Since the sets in “Gravity” blended seamlessly with the digital effects, they were quite a remarkable achievement. The same could be said of “Her,” which is far more captivating in its subtly satirical vision of a not-too-distant future. Yet no film’s production design externalized the psyche of its hero better than “Inside Llewyn Davis.” The claustrophobic hallway that leads Llewyn to his ex’s apartment is one of the cinematic year’s great absurdist spaces.

Best Original Score

Will Win: Steven Price, “Gravity”

Should Win: William Butler and Owen Pallett, “Her”

Should’ve Been Nominated: Daniel Hart, “Ain’t Them Bodies Saints”

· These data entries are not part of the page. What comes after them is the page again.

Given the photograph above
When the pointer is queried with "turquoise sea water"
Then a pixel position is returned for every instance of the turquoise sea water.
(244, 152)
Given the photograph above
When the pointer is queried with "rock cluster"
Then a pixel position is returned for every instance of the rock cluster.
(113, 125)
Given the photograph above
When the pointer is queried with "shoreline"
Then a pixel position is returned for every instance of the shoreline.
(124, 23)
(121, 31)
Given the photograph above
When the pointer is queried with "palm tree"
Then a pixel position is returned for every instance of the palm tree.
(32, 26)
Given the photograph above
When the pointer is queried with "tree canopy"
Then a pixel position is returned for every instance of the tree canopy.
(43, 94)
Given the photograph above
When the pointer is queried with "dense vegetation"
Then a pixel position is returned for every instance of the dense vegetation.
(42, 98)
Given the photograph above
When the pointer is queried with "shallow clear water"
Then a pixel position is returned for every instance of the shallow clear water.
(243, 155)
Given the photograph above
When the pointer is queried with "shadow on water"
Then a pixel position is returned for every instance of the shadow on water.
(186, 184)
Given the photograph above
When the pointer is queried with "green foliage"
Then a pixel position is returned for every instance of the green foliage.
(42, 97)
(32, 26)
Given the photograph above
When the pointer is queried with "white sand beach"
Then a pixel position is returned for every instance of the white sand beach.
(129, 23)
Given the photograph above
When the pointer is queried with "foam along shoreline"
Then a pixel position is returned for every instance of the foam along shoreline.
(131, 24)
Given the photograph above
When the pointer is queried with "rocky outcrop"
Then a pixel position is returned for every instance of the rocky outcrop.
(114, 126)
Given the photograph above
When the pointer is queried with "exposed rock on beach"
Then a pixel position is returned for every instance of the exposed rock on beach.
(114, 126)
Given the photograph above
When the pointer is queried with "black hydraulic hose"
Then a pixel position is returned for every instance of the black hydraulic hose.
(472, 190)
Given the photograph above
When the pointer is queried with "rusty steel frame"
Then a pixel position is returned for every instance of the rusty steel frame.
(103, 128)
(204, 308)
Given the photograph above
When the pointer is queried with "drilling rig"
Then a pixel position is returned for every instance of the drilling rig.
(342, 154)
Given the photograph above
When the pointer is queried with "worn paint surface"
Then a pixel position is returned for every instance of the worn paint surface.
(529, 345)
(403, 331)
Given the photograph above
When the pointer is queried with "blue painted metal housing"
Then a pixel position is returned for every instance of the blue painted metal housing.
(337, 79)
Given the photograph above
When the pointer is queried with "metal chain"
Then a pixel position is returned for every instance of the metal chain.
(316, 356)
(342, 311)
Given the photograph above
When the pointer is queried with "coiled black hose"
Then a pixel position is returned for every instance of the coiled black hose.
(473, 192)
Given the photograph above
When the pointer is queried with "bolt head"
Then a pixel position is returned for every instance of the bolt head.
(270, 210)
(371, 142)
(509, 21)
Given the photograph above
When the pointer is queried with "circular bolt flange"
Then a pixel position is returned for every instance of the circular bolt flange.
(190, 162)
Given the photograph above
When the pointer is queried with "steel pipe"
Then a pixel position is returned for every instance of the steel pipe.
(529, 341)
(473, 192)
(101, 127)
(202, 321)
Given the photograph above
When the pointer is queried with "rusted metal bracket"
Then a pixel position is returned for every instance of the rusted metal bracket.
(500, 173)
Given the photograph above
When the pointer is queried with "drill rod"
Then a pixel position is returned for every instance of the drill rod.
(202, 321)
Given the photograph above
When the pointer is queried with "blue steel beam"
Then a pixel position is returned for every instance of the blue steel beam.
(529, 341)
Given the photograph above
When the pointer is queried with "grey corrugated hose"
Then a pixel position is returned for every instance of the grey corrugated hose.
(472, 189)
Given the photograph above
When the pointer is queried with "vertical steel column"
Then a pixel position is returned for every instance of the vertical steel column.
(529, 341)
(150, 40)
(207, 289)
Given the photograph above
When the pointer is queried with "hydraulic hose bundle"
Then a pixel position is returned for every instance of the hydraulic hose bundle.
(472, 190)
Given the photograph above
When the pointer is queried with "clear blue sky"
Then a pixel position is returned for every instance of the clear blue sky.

Whereas Price’s rousing score was intrusive, Butler and Pallett’s score forged a peerless duet with the intimate conversations between Phoenix’s lovesick bachelor and the alluring voice of his computer operating system. My favorite score of the year is still Daniel Hart’s evocative, melancholic melodies composed for David Lowery’s under-seen western.

Best Original Song

Will Win: “Let It Go,” Frozen

Should Win: “The Moon Song,” Her

Should’ve Been Nominated: “Please Mr. Kennedy,” Inside Llewyn Davis

To be honest, none of the nominated songs are anywhere near as exuberantly entertaining as the Coen Brothers’ space race protest song from “Llewyn Davis,” performed to uproarious perfection by smarmy Justin Timberlake, sputtering Oscar Issac and scene-stealing Adam Driver. By not nominating the tune, the Oscars have lost a golden opportunity for an indelible live performance.

Best Sound Editing

Will Win: Gravity

Should Win: All Is Lost

Should’ve Been Nominated: The Conjuring

The “Gravity” sweep will continue through most of the technical categories, yet the visceral use of sound in J.C. Chandor’s shipwreck drama was arguably more impressive, especially considering how nearly the entire story was told through sound effects. Too bad “The Conjuring” was left off the list. It managed to jolt viewers with a single clap of hands.

Best Sound Mixing

Will Win: Gravity

Should Win: Lone Survivor

Should’ve Been Nominated: Upstream Color

The bone-crunching sound of the soldiers’ tumble down a treacherous mountain in “Lone Survivor” still echoes in my ears. The meticulously layered, exquisitely disorienting sound in Carruth’s “Upstream Color” should also not be discounted.

Best Visual Effects

Will Win: Gravity

Should Win: Gravity

Should’ve Been Nominated: Sorry, it’s no contest. “Gravity” is king.